Christopher Motabogi

JOASA, the federation representing approximately 1300 striking magistrates, is expected to decide this week on the exact dates for a two-day total shutdown by magistrates. The federation’s members have been on a ‘go slow’ for the past three weeks, although reports about the impact of that action remains sketchy. “The burning issue is that nobody really cares about our remuneration. The disparity between the high court and the lower court judiciary is so alarming that it seems as if we are two separate judiciaries.
What we are requesting is a single judiciary where there is uniform remuneration, service benefits and so on,” says Joasa president Nazeem Joemath.
 
At the beginning of the strike the office of the Chief Justice Mogoeng Mogoeng said the striking magistrates would jeopardise the welfare of the very people to whom they are obliged by the constitution to render a service. Initial reports suggested minimal magistrates’ strike success, except at Kimberley and East London. Joemath, however, maintains that 90% of magistrates in the Eastern Cape are on strike, and between 65% and 70% on average in other provinces. Meanwhile, at least 260 000 teachers from the South African Democratic Teachers’ Union (SADTU), went on a go-slow on Tuesday as inland schools re-opened.

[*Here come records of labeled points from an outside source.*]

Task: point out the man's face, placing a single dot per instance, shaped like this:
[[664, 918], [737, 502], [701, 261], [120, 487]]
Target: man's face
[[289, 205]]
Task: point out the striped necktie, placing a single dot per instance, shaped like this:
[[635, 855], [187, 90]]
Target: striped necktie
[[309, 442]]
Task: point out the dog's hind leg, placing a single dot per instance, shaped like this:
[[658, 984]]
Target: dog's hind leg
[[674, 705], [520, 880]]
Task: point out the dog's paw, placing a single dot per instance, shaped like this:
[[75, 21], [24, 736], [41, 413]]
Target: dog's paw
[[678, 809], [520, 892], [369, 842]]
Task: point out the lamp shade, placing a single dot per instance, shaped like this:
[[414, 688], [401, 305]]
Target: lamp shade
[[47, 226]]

SADTU general secretary, Mugwena Maluleke, says the union demands that education minister, Angie Motshekga and her director-general, Bobby Soobrayan, tender their resignation for failing education. “We are only concentrating on teaching learners for the required hours of contact time. And therefore, anything outside contact time, we don’t cooperate, we don’t do it and that is what constitutes our go-slow,” said Maluleke. He says SADTU would continue to mobilise for the removal of both Motshekga and Soobrayan, whom the union accuse of failing leaners and undermining collective bargaining in education.

“This is a continuation of a call that we have made in the last quarter where we have said that collective bargaining is an instrument and a strategy to promote labour peace in education…therefore we don’t need disruptions in education,” said Maluleke.